Last month, the Campaign Legal Center filed a complaint with the Federal Election Commission alleging the Trump campaign concealed $170 million in spending by routing the money through two firms that then funneled the money to undisclosed vendors. The complaint alleged the pass-through companies hid payments to Trump’s family members, among others. The group’s president and former Republican FEC commissioner Trevor Potter said the tactic “flies in the face of transparency requirements mandated by federal law, and it leaves voters and donors in the dark about where the campaign’s funds are actually going.”

The Trump campaign funneled massive sums of money to firms owned by former campaign manager Brad Parscale, who Trump demoted last month. Trump reportedly questioned whether Parscale was “getting rich” off of the campaign after watching an ad from the anti-Trump Lincoln Project super PAC. The Lincoln Project also pays sub-vendors through layers of shell companies that hide the specifics of its spending, leaving a number of undisclosed vendors who have done work for the super PAC.

The Campaign Legal Center filed another complaint against Democratic congressional candidate Antone Melton-Meaux for deploying similar tactics in his House race challenging Rep. Ilhan Omar (D-Minn.) by using shell companies to disguise the ultimate recipients of campaign money in order to pay a firm on the Democratic Party’s “blacklist.”

Political groups and campaigns leveraging this loophole can hide details about who may be profiting from their operations, which leaves information on how money flows kept behind closed doors.

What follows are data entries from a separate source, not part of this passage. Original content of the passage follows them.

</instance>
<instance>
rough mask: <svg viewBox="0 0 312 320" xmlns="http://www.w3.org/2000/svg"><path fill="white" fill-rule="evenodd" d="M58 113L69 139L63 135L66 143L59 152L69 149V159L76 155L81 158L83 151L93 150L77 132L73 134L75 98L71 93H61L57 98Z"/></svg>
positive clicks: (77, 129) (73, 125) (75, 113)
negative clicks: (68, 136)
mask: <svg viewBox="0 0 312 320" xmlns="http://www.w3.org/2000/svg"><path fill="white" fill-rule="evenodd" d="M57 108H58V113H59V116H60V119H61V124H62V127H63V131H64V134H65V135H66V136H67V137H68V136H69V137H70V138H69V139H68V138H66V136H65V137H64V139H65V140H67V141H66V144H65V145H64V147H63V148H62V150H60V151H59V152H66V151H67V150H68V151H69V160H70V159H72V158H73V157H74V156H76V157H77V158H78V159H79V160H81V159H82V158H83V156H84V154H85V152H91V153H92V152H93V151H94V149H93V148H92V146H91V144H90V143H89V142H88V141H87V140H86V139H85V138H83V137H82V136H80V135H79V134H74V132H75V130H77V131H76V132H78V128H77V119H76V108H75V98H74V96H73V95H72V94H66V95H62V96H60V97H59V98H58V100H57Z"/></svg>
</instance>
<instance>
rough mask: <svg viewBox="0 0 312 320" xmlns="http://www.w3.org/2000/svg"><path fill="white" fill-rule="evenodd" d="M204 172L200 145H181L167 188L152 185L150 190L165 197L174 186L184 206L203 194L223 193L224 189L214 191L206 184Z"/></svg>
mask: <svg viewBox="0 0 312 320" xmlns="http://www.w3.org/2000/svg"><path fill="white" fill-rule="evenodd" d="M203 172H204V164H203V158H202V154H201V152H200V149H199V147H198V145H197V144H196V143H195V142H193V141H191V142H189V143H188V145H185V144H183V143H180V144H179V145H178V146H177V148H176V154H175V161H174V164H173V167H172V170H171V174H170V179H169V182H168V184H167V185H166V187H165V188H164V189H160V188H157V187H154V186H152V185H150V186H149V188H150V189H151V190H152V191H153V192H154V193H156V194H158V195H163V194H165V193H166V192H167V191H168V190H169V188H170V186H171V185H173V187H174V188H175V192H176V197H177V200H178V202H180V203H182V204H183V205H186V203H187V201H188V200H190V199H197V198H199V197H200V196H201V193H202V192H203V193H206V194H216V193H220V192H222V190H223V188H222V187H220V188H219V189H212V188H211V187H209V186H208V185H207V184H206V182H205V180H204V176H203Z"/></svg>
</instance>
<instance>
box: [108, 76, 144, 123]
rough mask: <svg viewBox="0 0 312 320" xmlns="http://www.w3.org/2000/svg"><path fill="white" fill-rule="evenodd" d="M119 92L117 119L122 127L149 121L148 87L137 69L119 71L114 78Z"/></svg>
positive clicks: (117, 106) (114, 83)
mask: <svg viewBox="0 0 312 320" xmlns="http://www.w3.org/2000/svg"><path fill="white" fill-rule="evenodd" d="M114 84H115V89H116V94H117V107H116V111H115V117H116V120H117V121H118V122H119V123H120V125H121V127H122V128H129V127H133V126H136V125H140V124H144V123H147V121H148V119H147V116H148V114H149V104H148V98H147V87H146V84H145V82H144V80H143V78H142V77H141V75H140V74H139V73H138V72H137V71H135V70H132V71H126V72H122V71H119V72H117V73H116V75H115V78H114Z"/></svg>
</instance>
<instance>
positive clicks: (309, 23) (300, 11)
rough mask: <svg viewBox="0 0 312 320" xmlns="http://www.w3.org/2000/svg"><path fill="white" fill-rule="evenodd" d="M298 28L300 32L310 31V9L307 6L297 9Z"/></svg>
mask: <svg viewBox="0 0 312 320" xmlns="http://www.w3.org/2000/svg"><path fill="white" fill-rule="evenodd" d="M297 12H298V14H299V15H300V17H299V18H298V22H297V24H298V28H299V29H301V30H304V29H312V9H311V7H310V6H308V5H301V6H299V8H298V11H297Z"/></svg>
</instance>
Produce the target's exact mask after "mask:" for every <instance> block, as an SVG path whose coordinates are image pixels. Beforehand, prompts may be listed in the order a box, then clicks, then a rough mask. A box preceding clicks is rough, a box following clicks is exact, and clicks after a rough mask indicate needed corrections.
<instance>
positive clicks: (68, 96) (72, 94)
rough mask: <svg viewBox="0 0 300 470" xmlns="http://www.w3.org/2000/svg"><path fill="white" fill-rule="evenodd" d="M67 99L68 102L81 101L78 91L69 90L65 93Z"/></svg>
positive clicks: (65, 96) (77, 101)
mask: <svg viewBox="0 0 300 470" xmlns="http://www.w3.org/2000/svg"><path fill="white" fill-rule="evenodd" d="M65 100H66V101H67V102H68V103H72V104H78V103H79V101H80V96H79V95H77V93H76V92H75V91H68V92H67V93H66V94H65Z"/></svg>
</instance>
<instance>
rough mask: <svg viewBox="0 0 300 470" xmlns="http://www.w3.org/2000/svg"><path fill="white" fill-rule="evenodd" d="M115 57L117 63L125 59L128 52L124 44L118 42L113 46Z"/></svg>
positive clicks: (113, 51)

Federal campaign finance law imposes few restrictions on groups disclosing payments to an opaque firm or shell company that steers money to the vendors actually doing the work. That tactic leaves the American public in the dark about how much operatives may be profiting from a group’s fundraising.

The FEC, the agency dedicated to enforcing campaign finance laws, currently does not have enough members to hold meetings or take action on complaints. Trump nominated a fourth member to restore the commission’s quorum but the confirmation has not been taken up by the Senate.